A recent wide-ranging review carried out by the Department for Employment and Learning has revealed widespread agreement that a fundamental cultural shift is needed in the way that Northern Ireland plc deals with workplace disputes if the region is to secure a competitive advantage in today’s difficult economic climate
On 3rd April this year, the first steps towards the hoped-for cultural shift will be taken with a series of changes to the legal framework governing workplace disputes. In a move welcomed by most, the confusing three-step statutory requirements around workplace grievances will be dropped in favour of a ‘good practice’ model providing employers and employees with simple principles-based guidance, facilitating a sharp focus on the dispute at hand rather than procedural compliance. A new Labour Relations Agency Code of Practice will explain the steps that employers and employees should take.
Existing arrangements for dealing with disciplinary and dismissal issues will stay the same. Where a decision could lead to an employee’s dismissal, employers and employees should continue to operate the generally well understood three-step procedure: put the matter in writing to the employee, hold a meeting to discuss it, and if necessary follow up with an appeal.
Of course, prevention is better than cure and the Department is looking at how it can assist small employers to be ‘right first time’ in discharging key employment rights responsibilities. The Department will shortly begin work with employers, trade s and the statutory and voluntary sectors to develop more consistent approaches to advice and guidance so that those facing, or potentially facing, a workplace dispute will know what their options are.

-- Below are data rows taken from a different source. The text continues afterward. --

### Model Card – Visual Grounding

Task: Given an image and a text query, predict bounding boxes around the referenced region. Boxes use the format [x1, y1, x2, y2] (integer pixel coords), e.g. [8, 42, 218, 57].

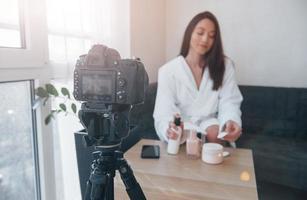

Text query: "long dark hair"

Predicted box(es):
[180, 11, 225, 90]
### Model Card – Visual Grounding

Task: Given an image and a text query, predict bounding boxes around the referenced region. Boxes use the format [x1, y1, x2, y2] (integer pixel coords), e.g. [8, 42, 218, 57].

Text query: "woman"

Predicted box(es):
[153, 12, 243, 143]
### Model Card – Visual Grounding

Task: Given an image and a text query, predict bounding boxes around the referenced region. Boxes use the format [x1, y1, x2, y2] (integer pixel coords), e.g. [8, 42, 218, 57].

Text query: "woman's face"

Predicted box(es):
[189, 19, 216, 55]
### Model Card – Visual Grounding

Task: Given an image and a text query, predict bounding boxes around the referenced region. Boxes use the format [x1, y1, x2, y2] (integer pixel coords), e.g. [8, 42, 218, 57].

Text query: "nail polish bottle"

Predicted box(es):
[167, 116, 183, 154]
[186, 130, 201, 159]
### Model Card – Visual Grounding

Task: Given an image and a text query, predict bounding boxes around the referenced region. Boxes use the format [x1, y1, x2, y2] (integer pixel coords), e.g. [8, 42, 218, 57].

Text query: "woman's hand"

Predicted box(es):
[224, 120, 242, 142]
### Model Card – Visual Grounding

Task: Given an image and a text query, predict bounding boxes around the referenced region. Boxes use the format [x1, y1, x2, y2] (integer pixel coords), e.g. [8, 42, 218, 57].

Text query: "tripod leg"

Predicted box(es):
[116, 151, 146, 200]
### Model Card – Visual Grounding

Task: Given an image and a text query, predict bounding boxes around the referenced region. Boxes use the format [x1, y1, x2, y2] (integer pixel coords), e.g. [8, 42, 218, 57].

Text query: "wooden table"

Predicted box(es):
[114, 140, 258, 200]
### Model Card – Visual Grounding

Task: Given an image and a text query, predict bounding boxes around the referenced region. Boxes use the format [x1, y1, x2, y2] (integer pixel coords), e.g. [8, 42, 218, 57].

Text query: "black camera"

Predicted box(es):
[74, 45, 148, 147]
[74, 45, 148, 105]
[74, 45, 148, 200]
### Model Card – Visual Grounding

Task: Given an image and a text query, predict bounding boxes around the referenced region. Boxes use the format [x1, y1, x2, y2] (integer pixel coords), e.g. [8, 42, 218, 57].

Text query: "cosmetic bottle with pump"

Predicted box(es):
[186, 130, 201, 159]
[167, 114, 183, 155]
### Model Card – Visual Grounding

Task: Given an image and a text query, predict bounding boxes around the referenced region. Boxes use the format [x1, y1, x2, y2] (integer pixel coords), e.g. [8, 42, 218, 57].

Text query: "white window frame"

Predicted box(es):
[0, 0, 56, 200]
[0, 0, 48, 68]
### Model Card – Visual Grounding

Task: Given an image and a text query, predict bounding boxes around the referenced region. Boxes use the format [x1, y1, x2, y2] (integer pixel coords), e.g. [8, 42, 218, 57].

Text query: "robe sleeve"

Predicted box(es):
[153, 67, 179, 142]
[218, 60, 243, 129]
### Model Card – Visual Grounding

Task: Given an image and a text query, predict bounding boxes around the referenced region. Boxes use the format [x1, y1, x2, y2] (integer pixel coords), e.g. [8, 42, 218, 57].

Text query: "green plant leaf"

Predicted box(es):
[45, 113, 53, 125]
[71, 103, 77, 114]
[35, 87, 48, 98]
[61, 87, 70, 99]
[59, 103, 67, 112]
[46, 83, 59, 97]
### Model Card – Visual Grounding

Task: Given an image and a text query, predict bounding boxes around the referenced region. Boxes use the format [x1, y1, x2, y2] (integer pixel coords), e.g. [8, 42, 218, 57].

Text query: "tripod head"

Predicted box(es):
[78, 103, 132, 148]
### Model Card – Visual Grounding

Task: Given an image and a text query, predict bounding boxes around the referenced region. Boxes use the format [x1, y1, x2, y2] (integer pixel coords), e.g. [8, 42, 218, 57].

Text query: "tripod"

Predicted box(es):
[79, 103, 146, 200]
[85, 148, 146, 200]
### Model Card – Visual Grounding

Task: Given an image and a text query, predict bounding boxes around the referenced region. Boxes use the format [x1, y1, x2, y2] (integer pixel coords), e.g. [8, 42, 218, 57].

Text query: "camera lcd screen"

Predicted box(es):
[82, 74, 112, 95]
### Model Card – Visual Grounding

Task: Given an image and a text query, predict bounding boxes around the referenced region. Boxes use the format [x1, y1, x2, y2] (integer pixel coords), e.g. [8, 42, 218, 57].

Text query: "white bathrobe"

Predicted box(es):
[153, 56, 243, 141]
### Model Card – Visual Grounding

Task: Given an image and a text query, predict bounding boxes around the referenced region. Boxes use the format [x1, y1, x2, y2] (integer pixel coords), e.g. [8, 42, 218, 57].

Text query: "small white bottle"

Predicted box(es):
[167, 116, 182, 155]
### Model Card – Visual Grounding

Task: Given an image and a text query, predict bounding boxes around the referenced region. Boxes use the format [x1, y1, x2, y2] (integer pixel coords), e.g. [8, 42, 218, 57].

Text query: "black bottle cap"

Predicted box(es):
[174, 117, 181, 126]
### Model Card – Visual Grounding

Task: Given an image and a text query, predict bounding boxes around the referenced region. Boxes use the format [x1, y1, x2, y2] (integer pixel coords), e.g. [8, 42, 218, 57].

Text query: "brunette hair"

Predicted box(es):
[180, 11, 225, 90]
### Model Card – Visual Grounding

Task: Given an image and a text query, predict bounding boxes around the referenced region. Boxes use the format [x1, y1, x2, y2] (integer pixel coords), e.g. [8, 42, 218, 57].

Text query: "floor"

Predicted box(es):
[257, 181, 307, 200]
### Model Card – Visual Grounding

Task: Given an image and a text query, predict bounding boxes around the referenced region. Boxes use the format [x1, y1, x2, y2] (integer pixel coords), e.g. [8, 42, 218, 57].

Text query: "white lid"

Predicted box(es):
[203, 143, 223, 152]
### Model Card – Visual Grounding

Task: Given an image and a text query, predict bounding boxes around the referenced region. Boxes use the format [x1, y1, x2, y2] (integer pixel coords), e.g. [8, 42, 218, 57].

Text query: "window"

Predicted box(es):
[0, 0, 25, 48]
[47, 0, 111, 65]
[0, 81, 40, 200]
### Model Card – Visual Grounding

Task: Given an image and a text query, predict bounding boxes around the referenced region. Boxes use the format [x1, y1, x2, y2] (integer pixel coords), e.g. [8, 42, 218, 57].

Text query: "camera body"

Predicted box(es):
[73, 45, 148, 105]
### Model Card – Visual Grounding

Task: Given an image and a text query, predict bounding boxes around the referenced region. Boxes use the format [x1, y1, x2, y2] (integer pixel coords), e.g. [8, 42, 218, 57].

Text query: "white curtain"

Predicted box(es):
[47, 0, 130, 78]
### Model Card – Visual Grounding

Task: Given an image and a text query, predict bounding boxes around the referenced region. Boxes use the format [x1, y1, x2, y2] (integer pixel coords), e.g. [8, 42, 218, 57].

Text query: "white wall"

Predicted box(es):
[166, 0, 307, 87]
[130, 0, 165, 82]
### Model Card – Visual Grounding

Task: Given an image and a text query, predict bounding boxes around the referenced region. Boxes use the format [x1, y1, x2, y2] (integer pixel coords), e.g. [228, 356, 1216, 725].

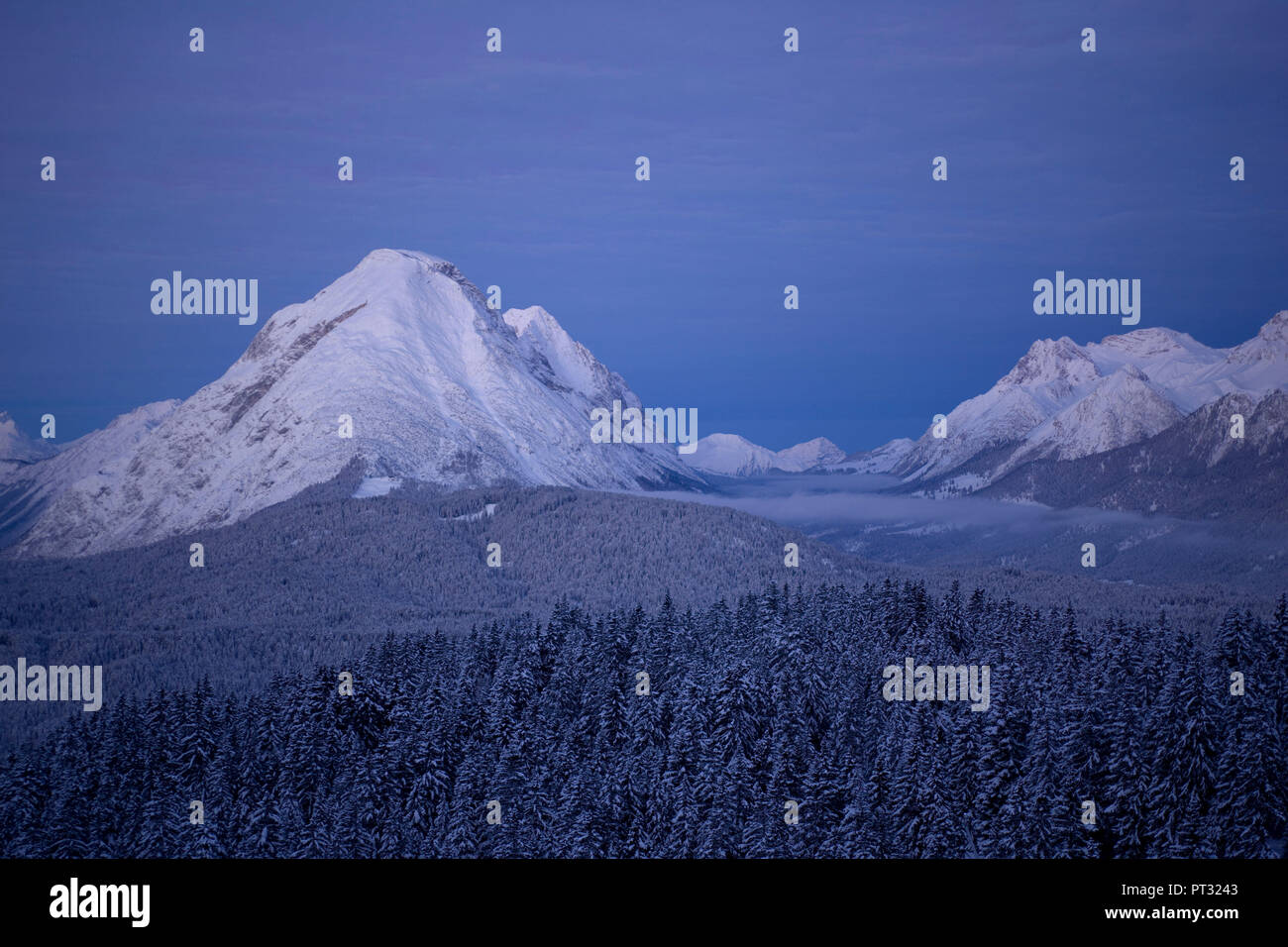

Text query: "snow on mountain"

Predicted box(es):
[5, 250, 698, 556]
[690, 434, 778, 476]
[690, 434, 845, 476]
[827, 437, 915, 474]
[0, 401, 179, 546]
[0, 411, 58, 471]
[890, 312, 1288, 488]
[774, 437, 845, 472]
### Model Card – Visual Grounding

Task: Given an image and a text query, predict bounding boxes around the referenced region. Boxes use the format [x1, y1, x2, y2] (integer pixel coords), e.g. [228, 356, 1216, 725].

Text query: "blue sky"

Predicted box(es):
[0, 0, 1288, 450]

One option is to engage the assistance of the Labour Relations Agency. The Agency is independent, is respected by both sides of industry and its services remain confidential and free of charge. It has a strong track record in helping parties reach conciliated settlements. Surprisingly, the Department’s review showed that many people remain unaware of the Agency’s services and so work is underway to raise their profile through more active promotion.
It would be naïve to assume that more emphasis on early resolution signals the end of the road for industrial tribunals. Complex or acrimonious disputes are and will remain a fact of life and will continue to require a legal remedy. With that in mind, the reform programme includes measures to provide a more efficient and streamlined tribunal service. For instance, from 3rd April, a single tribunal will be able to hear all aspects of a fair employment case, where currently two separate tribunal hearings may be required.
3rd April is an important date for the diary, but it marks a beginning as well as the end of a process. If cultural change is to be effected, it is must be gradual and long term. It will require the commitment of employers, trade s and their advisers, as well as ongoing work from Government. The longer term work will include the development, in association with the LRA, of revamped statutory arbitration arrangements designed to provide a faster, cheaper, non-legalistic and less stressful alternative to a tribunal and an investigation into the merits of establishing an Employment Appeal Tribunal.